/cargo-duplicates-to-discord

Python script that queries a MediaWiki wiki's Cargo tables for duplicate rows and sends the results to a Discord webhook.

Primary LanguagePythonMIT LicenseMIT

cargo-duplicates-to-discord

Python script that checks a MediaWiki wiki's Cargo tables for duplicate rows, prints the list of tables to console, and sends these results to a Discord webhook. Discord functionality may be easily commented out for users who wish to just run locally.

Screen Shot 2021-06-11 at 12 45 48 AM

Background: Cargo may sometimes insert duplicate rows in a table, requiring recreation. The current cause is unknown, but it may be due to a race condition or how a MediaWiki wiki's job queue is configured. As a stopgap for Nookipedia, this script was made to run as a cron job to regularly inform Nookipedia editors when a table needs to be recreated.

Configuration

The constants at the top of the file serve as the script's configurations.

Integrations:

  • WEBHOOK: The URL of the Discord webhook to send to. Learn how to make a webhook here.
  • WIKI_DOMAIN: Scheme and domain of the wiki e.g. https://example.com
  • WIKI_BASE_PATH: Base/script path of the wiki e.g. /wiki/
  • WIKI_API_PATH: API path of the wiki e.g. /w/api.php

Embed Configs:

  • EMBED_DESCRIPTION: Text at the top of the embed box.
  • EMBED_COLOR: Decimal value of the embed color (this is the accent line that appears at the top of the embed box) e.g. 15158332 for red
  • EMBED_FOOTER: Optional text to place at the bottom of the embed.
  • EMBED_THUMBNAIL: Optional URL for a decorative image to display in the embed.

Table metadata:

  • TABLES: A key/value dictionary of table names and their unique identifiers (primary key).

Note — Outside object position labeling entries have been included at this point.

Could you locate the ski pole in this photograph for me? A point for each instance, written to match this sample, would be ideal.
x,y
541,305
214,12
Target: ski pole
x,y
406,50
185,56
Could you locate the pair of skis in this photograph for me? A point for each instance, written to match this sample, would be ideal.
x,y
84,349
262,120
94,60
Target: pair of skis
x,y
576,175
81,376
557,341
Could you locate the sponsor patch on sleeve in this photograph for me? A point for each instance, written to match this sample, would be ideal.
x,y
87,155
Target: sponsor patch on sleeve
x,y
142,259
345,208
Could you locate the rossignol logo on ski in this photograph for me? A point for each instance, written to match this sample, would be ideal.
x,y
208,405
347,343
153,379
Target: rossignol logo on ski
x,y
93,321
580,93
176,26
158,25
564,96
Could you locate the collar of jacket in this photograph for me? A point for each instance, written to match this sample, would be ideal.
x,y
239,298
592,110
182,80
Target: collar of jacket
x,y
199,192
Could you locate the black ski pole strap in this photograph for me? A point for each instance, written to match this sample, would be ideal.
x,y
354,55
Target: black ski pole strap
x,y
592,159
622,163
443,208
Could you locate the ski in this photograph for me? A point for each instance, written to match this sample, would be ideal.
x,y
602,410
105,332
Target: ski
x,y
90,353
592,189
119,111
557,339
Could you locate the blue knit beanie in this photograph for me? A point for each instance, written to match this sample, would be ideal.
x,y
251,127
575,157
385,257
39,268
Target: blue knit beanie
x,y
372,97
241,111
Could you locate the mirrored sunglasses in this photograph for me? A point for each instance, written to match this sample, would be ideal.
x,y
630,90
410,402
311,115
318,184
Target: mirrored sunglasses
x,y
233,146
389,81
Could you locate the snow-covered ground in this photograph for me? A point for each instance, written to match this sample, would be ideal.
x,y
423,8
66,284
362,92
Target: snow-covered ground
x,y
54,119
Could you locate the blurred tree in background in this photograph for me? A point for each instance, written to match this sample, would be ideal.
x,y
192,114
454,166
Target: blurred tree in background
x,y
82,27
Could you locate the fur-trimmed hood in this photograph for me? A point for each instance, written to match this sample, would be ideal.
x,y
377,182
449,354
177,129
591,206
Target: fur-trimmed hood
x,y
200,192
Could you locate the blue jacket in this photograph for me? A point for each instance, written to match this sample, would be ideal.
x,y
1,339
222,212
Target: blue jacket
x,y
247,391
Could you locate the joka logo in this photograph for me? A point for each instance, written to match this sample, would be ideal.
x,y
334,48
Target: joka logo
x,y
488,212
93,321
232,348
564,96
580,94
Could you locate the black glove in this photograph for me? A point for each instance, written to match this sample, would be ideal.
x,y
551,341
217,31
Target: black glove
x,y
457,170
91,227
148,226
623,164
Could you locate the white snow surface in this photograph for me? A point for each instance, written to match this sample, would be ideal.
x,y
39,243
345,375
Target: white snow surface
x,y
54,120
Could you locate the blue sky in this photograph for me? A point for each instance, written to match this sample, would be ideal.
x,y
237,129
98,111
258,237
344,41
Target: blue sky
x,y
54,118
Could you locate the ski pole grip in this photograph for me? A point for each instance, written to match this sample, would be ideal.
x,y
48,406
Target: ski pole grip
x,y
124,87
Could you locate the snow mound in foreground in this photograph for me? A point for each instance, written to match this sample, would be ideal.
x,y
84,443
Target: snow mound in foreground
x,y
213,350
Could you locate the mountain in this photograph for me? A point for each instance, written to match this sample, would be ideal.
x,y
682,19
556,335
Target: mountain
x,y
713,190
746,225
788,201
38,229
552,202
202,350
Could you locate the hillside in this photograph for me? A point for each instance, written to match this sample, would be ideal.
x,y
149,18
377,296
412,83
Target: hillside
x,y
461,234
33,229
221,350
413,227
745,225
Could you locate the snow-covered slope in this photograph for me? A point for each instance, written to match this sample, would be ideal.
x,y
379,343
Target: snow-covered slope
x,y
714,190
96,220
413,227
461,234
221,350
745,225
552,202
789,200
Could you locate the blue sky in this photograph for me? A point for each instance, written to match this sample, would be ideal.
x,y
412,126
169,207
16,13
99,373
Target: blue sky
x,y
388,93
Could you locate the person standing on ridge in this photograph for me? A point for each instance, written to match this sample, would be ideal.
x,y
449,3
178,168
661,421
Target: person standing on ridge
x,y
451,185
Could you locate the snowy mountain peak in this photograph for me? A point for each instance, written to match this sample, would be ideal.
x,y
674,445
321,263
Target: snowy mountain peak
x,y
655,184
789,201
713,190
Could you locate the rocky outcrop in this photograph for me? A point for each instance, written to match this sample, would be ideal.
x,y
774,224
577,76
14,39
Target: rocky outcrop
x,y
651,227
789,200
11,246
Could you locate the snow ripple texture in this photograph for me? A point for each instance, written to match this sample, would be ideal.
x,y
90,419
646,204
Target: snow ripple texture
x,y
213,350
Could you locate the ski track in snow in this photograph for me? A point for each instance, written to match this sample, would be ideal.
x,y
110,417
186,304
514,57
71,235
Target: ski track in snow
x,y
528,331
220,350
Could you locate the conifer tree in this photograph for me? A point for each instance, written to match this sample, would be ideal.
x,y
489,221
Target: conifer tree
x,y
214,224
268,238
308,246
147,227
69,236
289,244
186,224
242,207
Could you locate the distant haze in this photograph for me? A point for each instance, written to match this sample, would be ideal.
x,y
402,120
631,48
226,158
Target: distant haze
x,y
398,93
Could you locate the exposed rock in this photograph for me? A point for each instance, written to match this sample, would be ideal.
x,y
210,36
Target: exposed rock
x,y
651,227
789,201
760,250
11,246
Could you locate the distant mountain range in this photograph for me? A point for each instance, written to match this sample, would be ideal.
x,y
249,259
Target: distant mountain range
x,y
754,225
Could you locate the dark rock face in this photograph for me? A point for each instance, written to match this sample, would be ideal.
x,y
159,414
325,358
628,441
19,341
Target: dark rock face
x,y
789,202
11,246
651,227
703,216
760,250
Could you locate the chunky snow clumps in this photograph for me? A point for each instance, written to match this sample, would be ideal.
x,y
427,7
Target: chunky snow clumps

Example: if you have table business_locations and column addresses that contains what should be unique values, TABLES would look like:

{
  'business_locations': 'addresses'
}

If you have another table called inventory, and each item is uniquely identified by its name and style, you will have:

{
  'business_locations': 'addresses',
  'inventory': 'name,style'
}

Other:

  • SLEEP: Seconds to sleep between Cargo queries.

Technical details

This script works by querying the MediaWiki API's cargoquery endpoint. A Cargo table can be checked for duplicate values by querying for the primary key, grouping by those same keys, and having COUNT(*) > 1.

{
'action': 'cargoquery',
'format': 'json',
'limit': '500',
'tables': table,
'fields': TABLES[table],
'group_by': TABLES[table],
'having': 'COUNT(*)>1`
}

Depending on the wiki, a simpler implementation of this script could be to automatically pull all of a wiki's tables via action=cargoqueryautocomplete and checking each table for dupicate _pageNames. However, _pageName is not always a unique identifier if one page has multiple Cargo stores, nor may we want to check all tables, which is why this script is set up to require manually listing tables and values.